Many notices are the result of missed or late payments or filings. Once you know the year, return type, and penalty at issue, you should check your own records to determine whether your information matches what the IRS has. For payments, make sure all payments claimed on the return were actually made and debited from your account. Occasionally payments get misapplied, but if you have the amount and date of any payment made, the IRS should be able to track it down in their system, even if it did not go to the account you thought it did.

For filings, confirm that returns were timely mailed or electronically filed. Taxpayers should always send mailings, whether payments, returns, or correspondence, via certified or registered mail or via an IRS  approved private delivery service with tracking capabilities. As long as a taxpayer can prove a return or payment was mailed on time, the IRS should abate any penalties, even if they don’t have the return or payment in their possession. Electronic payments and filings similarly have confirmations, and it is crucial to save these should the need to prove timeliness arrive.

Obtain Account Transcripts

Although notices will generally tell you what the IRS thinks happened, it is very helpful to obtain account transcripts in order to determine the exact status of all relevant payments, returns, or other items. Account transcripts are generated for each return period, so annual tax returns will have a separate transcript for each year, quarterly tax returns will have separate transcripts for each quarter, etc. Obtaining account transcripts for each year, return, and/or penalty at issue will help you see where all payments, returns, and other items have posted. For example, you may see that the IRS posted your payment mailed on April 15 with a date of May 1. With proof of timely mailing, any penalty related to the purported late payment can easily be removed.

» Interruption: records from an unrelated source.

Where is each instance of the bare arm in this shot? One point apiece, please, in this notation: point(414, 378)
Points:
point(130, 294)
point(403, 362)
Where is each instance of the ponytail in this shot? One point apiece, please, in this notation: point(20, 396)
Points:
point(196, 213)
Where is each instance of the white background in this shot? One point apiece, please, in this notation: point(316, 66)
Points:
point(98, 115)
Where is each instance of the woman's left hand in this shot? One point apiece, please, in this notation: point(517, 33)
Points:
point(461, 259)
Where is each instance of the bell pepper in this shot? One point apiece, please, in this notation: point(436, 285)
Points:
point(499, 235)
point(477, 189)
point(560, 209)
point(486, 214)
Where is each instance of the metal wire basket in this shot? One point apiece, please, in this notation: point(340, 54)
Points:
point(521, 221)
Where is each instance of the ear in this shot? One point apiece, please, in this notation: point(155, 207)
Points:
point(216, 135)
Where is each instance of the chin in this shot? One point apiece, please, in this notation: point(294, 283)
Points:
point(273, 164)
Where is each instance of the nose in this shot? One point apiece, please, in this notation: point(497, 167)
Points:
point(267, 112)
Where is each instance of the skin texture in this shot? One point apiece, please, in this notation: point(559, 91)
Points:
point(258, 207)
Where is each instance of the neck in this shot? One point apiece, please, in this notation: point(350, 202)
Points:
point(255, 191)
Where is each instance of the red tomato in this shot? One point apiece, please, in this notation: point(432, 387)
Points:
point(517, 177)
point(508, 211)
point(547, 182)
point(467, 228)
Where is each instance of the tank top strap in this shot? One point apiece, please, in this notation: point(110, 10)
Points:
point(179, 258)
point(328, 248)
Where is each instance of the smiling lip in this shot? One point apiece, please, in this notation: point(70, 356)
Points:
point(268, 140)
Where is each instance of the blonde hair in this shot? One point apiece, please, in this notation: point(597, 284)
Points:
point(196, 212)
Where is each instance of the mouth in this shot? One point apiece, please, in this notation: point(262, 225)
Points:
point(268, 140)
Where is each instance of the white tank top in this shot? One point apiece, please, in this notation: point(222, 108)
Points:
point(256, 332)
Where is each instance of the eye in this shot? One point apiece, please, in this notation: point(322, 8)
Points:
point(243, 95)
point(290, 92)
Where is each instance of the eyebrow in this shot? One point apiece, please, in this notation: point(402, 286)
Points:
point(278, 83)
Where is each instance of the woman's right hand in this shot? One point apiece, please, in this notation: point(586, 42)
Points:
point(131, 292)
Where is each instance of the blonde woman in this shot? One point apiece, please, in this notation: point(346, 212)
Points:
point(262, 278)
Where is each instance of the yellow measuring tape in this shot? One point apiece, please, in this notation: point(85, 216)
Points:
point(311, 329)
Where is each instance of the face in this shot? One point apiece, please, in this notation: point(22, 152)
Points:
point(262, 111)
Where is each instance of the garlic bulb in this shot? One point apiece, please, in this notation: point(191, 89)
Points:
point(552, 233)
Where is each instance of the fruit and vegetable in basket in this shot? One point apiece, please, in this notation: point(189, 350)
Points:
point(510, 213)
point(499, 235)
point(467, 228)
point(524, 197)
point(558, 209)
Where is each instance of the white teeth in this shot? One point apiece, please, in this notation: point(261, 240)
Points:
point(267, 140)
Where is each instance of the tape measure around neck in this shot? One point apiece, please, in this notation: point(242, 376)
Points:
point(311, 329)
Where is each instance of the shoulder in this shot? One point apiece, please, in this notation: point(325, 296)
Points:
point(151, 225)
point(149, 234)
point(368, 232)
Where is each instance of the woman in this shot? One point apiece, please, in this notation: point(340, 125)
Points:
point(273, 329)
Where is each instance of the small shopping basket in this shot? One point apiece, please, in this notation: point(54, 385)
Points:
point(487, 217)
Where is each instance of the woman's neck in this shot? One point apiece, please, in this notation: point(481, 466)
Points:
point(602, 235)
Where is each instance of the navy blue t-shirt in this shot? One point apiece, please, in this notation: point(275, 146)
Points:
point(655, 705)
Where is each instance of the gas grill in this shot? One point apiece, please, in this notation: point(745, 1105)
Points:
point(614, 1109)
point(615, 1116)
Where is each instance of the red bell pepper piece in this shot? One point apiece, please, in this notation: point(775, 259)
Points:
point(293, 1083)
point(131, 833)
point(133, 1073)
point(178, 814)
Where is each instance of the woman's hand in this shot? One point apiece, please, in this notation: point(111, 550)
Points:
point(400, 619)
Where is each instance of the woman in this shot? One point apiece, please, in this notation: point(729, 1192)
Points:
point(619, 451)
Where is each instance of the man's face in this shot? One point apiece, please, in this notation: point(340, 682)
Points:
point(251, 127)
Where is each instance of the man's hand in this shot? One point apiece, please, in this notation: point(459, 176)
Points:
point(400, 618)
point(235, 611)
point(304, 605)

Account transcripts can be obtained either over the phone by calling the IRS or online through the IRS’ transcript delivery service, as long as you have a registered online account. If seeking a transcript for another taxpayer (e.g., child, parent, business, trust), unless you are a person authorized to obtain tax information on behalf of this other taxpayer, you will probably need a Power of Attorney, Form 2848, to request account transcripts.  You can also sign Form 2848 to authorize your tax advisor to interact with the IRS on your behalf to obtain your account transcript and work to resolve the notice issue.

Talk to Your Tax Advisor

Once you have read the notice to figure out what the IRS thinks has happened, gone through your records to determine what you think happened, and obtained account transcripts to confirm the relevant information, it is time to have a conversation with your Cherry Bekaert tax advisor to figure out the next steps. While many penalties have similar defenses, there are many specifics that need to be ironed out in order to determine the best way to proceed.